Sea-dumped ammunition as a possible source of mercury to the Baltic Sea sediments

After World War II, as a move toward Germany demilitarization, up to 385,000 t of munitions were sunk in the Baltic Sea. Munition containing various harmful substances, including chemical warfare agents (CWA) and explosives, that can affect marine biota were dumped on the seafloor. Some of those objects contained mercury, either as elemental mercury or mercury compounds (e.g., mercury fulminate, a common explosive primer), and thus could act as a specific local source of mercury in the dumping areas. Unfortunately, there is a lack of information on how dumped munitions impact the mercury concentrations in the Baltic Sea sediments. This report aims to answer the question how much sedimentary mercury in the dumping areas originates from munitions and to determine to what extent the mercury present in those areas originates from mercury fulminate. Concentrations of total sedimentary mercury- Hg_TOT in samples collected from conventional (Kolberger Heide) and chemical (Bornholm Deep) munitions dumping sites are characterized by high variability. However, an increase in Hg_TOT concentrations was observed with a decreasing distance to particular munition objects at both study sites. Moreover, mercury speciation in sediments from Kolberger Heide proves that the mercury there can be traced back directly to mercury fulminate.
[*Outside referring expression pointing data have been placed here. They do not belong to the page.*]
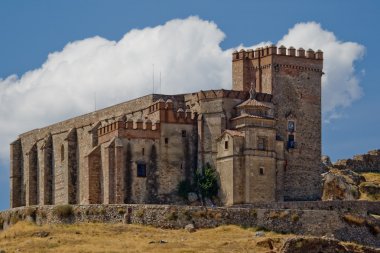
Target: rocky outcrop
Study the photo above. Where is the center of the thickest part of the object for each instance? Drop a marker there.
(369, 162)
(341, 185)
(370, 189)
(316, 245)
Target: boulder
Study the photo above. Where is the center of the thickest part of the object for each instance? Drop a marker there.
(325, 159)
(370, 189)
(190, 228)
(266, 243)
(341, 185)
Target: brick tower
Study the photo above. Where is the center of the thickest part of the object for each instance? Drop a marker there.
(291, 79)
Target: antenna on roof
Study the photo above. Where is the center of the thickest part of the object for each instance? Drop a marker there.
(153, 80)
(95, 101)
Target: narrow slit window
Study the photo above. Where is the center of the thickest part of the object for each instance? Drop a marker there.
(262, 143)
(62, 152)
(141, 170)
(291, 141)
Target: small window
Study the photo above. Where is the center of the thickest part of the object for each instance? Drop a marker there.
(226, 145)
(291, 126)
(262, 143)
(62, 152)
(141, 170)
(291, 142)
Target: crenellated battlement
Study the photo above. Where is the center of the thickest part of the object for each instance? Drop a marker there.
(273, 50)
(167, 114)
(130, 124)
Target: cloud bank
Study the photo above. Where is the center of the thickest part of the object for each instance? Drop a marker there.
(187, 52)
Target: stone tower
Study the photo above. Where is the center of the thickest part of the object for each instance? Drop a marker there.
(292, 79)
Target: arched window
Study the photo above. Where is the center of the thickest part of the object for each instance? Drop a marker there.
(141, 169)
(62, 152)
(262, 143)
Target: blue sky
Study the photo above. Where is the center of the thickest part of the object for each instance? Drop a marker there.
(31, 30)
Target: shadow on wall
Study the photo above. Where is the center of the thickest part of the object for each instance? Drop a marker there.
(4, 185)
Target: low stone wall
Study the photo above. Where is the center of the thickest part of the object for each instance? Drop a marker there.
(359, 227)
(356, 206)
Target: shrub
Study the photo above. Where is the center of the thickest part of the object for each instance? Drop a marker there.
(207, 182)
(42, 214)
(172, 216)
(63, 211)
(102, 211)
(140, 213)
(1, 223)
(121, 210)
(200, 214)
(295, 217)
(14, 219)
(253, 213)
(187, 215)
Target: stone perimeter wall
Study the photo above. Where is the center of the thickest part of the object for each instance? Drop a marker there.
(317, 222)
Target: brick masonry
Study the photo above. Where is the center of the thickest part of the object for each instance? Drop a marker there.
(138, 151)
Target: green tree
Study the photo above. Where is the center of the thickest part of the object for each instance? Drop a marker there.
(207, 182)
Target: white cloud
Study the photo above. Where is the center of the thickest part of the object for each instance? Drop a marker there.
(340, 83)
(187, 53)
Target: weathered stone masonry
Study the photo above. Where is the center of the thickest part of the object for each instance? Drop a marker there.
(263, 137)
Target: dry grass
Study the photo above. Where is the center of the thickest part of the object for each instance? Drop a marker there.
(96, 237)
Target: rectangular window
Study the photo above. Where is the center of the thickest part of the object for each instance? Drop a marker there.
(141, 170)
(291, 142)
(262, 143)
(291, 126)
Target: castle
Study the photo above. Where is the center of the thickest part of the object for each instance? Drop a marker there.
(263, 137)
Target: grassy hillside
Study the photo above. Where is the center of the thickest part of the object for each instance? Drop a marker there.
(96, 237)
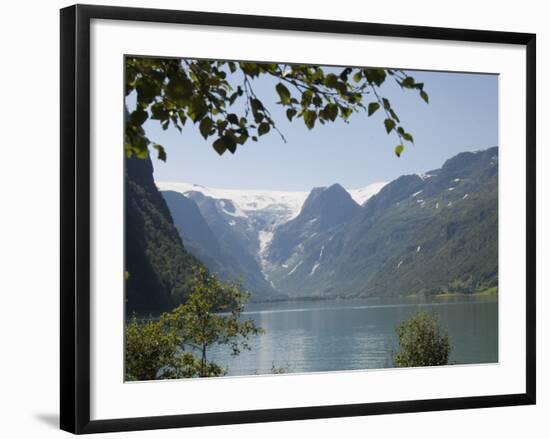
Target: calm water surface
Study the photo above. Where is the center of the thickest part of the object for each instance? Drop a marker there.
(317, 336)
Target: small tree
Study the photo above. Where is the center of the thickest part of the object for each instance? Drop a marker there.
(152, 353)
(422, 342)
(211, 315)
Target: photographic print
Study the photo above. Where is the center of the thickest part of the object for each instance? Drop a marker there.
(292, 218)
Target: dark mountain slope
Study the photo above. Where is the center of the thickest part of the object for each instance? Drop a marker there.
(156, 260)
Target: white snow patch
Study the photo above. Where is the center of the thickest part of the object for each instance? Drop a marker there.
(294, 269)
(264, 237)
(361, 195)
(287, 202)
(314, 269)
(424, 176)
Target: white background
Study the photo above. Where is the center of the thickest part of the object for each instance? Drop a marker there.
(30, 204)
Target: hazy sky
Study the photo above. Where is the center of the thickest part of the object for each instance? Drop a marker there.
(462, 115)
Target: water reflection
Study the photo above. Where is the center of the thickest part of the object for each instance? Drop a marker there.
(317, 336)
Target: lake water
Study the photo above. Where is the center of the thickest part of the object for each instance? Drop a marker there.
(336, 335)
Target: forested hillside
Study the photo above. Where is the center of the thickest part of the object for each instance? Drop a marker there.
(157, 264)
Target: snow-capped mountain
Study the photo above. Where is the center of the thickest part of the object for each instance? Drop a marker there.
(419, 234)
(244, 223)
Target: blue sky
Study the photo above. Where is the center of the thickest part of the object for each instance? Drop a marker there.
(462, 115)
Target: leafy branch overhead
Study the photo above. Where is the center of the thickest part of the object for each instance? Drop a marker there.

Results of our study confirm that munitions dumpsites are a local point sources of mercury. Due to the ecosystem constrains, varying transport modes and pathways, and both unknown and varying decomposition rates, these sea-bed mercury concentrations are hard to evaluate quantitatively. Therefore we recommend that further detailed studies should be conducted to assess sedimentary mercury provenience in munitions dumpsites more accurately.